Defendant's Ability to Obtain Plaintiff's Complete Medical History -

New Hampshire

What limitations exist, if any, on a defendant’s ability to obtain a plaintiff’s complete medical history, both pre and post incident?

In New Hampshire, a defendant is generally permitted to obtain a plaintiff’s complete medical history, both pre- and post-incident. However, medical records usually must be obtained with the consent of the patient, typically through an executed Medical Authorization received from the plaintiff himself/herself or through plaintiff’s counsel if represented.

Superior Court Rule 28A (c) grants any party a “right to procure from opposing counsel an authorization to examine and obtain copies of hospital records and X-Rays involved in the litigation.” In practice this is usually interpreted to allow access to all of a plaintiff’s medical records. The plaintiff can, however, restrict the scope of the authorization to medical records specifically relevant to the alleged injury and to limit the time period covered by the authorization. If the authorization proffered is unduly restricting, the remedy is to file a motion to compel with the court.

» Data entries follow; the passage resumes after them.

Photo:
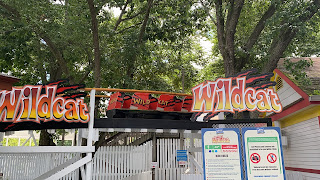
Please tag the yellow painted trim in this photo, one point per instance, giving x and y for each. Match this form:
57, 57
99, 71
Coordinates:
304, 115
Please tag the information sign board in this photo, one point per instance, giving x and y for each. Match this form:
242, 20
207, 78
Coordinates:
221, 154
263, 153
182, 155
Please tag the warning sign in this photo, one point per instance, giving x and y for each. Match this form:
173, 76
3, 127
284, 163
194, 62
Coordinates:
255, 158
263, 153
221, 154
272, 158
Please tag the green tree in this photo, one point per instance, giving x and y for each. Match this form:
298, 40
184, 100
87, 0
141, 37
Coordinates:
258, 33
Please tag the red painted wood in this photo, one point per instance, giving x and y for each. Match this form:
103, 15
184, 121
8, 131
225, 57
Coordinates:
302, 104
294, 86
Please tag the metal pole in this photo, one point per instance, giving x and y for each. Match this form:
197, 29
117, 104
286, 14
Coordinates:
90, 133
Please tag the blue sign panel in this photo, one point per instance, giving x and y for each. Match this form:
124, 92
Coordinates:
221, 154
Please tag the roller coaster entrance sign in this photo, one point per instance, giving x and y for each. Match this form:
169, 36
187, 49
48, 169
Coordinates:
47, 106
238, 93
222, 147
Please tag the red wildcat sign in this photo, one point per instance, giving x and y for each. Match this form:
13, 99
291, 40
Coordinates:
41, 103
233, 94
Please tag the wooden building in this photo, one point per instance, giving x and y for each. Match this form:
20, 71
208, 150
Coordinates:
299, 120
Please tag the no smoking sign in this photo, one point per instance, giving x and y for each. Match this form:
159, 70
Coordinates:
255, 158
272, 158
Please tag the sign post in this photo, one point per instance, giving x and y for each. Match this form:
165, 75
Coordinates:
263, 153
182, 157
221, 154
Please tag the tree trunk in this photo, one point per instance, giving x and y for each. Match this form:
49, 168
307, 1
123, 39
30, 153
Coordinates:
46, 139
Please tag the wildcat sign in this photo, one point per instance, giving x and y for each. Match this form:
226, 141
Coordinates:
40, 103
238, 93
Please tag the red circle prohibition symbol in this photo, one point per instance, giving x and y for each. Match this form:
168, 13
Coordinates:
255, 158
272, 158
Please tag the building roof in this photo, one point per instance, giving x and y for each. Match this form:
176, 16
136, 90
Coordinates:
312, 72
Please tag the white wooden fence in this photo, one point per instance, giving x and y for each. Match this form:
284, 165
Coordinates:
119, 162
142, 176
191, 176
169, 168
32, 165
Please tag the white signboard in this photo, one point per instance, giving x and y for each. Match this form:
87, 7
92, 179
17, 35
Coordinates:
263, 153
221, 154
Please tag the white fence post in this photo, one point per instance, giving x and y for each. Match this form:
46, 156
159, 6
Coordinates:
90, 133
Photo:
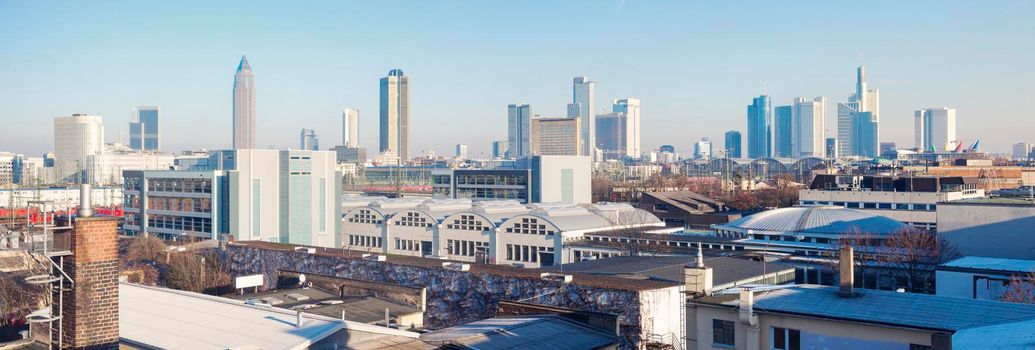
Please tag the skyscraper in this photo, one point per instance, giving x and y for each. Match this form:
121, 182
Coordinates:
582, 103
808, 120
862, 112
556, 137
144, 133
350, 127
784, 132
519, 126
308, 140
395, 114
732, 146
76, 138
759, 133
630, 108
936, 128
702, 149
244, 106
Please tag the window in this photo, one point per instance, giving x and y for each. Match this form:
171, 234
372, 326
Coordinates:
785, 339
723, 332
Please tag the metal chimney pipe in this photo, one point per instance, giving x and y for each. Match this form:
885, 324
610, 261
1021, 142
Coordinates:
85, 204
847, 271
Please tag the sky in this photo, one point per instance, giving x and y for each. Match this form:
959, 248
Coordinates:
693, 65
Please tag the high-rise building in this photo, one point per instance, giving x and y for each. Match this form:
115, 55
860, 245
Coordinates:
629, 108
702, 149
784, 132
308, 140
759, 130
808, 123
500, 149
732, 146
244, 106
936, 128
831, 149
519, 137
76, 138
582, 101
858, 120
350, 127
395, 114
556, 137
144, 133
1022, 150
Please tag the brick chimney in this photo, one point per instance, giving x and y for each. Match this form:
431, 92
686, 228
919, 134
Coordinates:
90, 310
846, 269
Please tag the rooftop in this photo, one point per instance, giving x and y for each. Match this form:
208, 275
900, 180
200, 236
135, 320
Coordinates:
994, 264
884, 308
522, 332
169, 319
819, 220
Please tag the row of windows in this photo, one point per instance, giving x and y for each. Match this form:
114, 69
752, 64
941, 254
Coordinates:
360, 240
467, 223
200, 185
877, 205
180, 223
179, 204
364, 216
407, 244
530, 226
465, 248
526, 253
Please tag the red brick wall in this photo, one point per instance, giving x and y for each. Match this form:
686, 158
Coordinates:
91, 309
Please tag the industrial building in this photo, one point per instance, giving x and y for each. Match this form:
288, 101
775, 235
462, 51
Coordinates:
497, 232
911, 200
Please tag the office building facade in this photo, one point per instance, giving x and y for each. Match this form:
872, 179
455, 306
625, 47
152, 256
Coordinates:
395, 114
308, 140
582, 107
519, 130
76, 138
144, 132
935, 128
279, 196
759, 129
808, 122
350, 127
733, 144
556, 137
244, 106
784, 129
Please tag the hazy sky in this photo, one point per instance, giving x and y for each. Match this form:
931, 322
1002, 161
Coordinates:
693, 65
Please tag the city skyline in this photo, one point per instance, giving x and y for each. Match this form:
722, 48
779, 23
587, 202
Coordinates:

In addition, Superior Court Rule 22 requires that a party must, without a discovery request, disclose “a copy of all documents, electronically stored information…that the disclosing party has in his or her possession, custody or control and may use to support his or her claims or defenses, unless the use would be solely for impeachment.” Under this rule, a personal injury plaintiff has an obligation to produce medical records intended to support injury claims “automatically” without a discovery request. Failure to do so could result in sanctions up to and including the exclusion of such evidence at trial. Superior Court Rule 21(d).